TLUG Mailing List

Re: [tlug] Limits on file numbers in sort -m

On Thu, May 29, 2014 at 7:32 AM, Jim Breen <jimbreen@example.com> wrote:

> Regarding the count of occurrences you could pipe the "sort -m ...." into
> "uniq -c". I've always been annoyed by the format of uniq (a space-padded,
> fixed-width count as the first column) but if you can live with that you'll
> be getting to what you want quicker. The pipe to uniq will consume it's
> input buffer very quickly so it's not going to be the case that all of the
> output of sort must stay in memory as long as the process is running. Also
> if duplicates are common, your final output file saved to disk will be
> usefully smaller.

In any case the output from "uniq -c" is not what I want, so since I'd need to
reformat it it's easier to use my own utility. It also give me the
option of turning

this 3
this 4

into

this 7

which I can't do with "uniq -c".

If you pipe the output of sort -m, you will get one line only (your "this 7").

I don't understand how you get 2 lines with uniq -c.
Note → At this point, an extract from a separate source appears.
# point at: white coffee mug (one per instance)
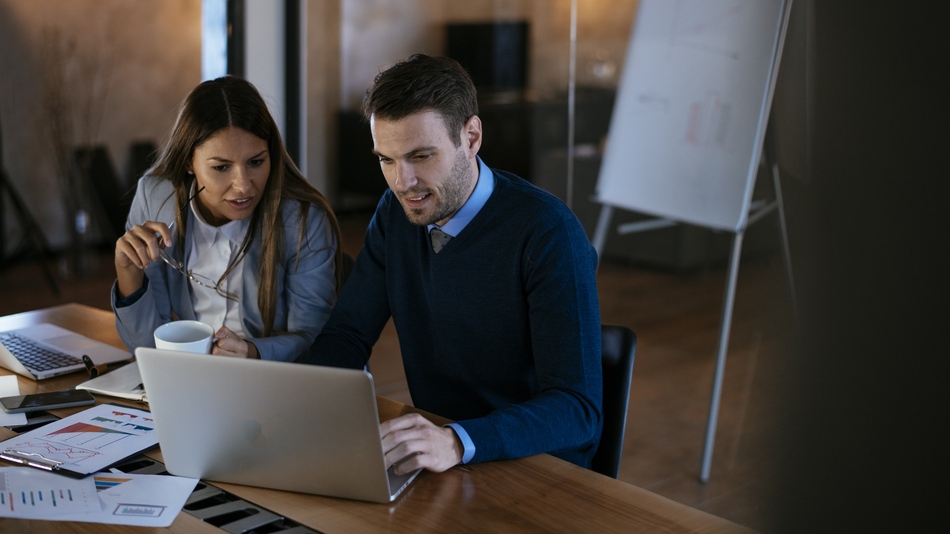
(185, 336)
br@lorien:/export/home/br$ cat x
a
a a
c
d
br@lorien:/export/home/br$ cat y
a
a a
b
c
br@lorien:/export/home/br$ sort -m x y | uniq -c
      2 a
      2 a a
      1 b
      2 c
      1 d
br@lorien:/export/home/br$ sort -m x y | uniq -c | sed -e 's/^[ ]*//' -e 's/ /,/'
2,a
2,a a
1,b
2,c
1,d

The last command is to get a csv (if the filename contains special characters, such as comma or double quotes, they should be handled differently, but this could be enough if your filenames are not in this case).

br.

--
2 + 2 = 5, for very large values of 2.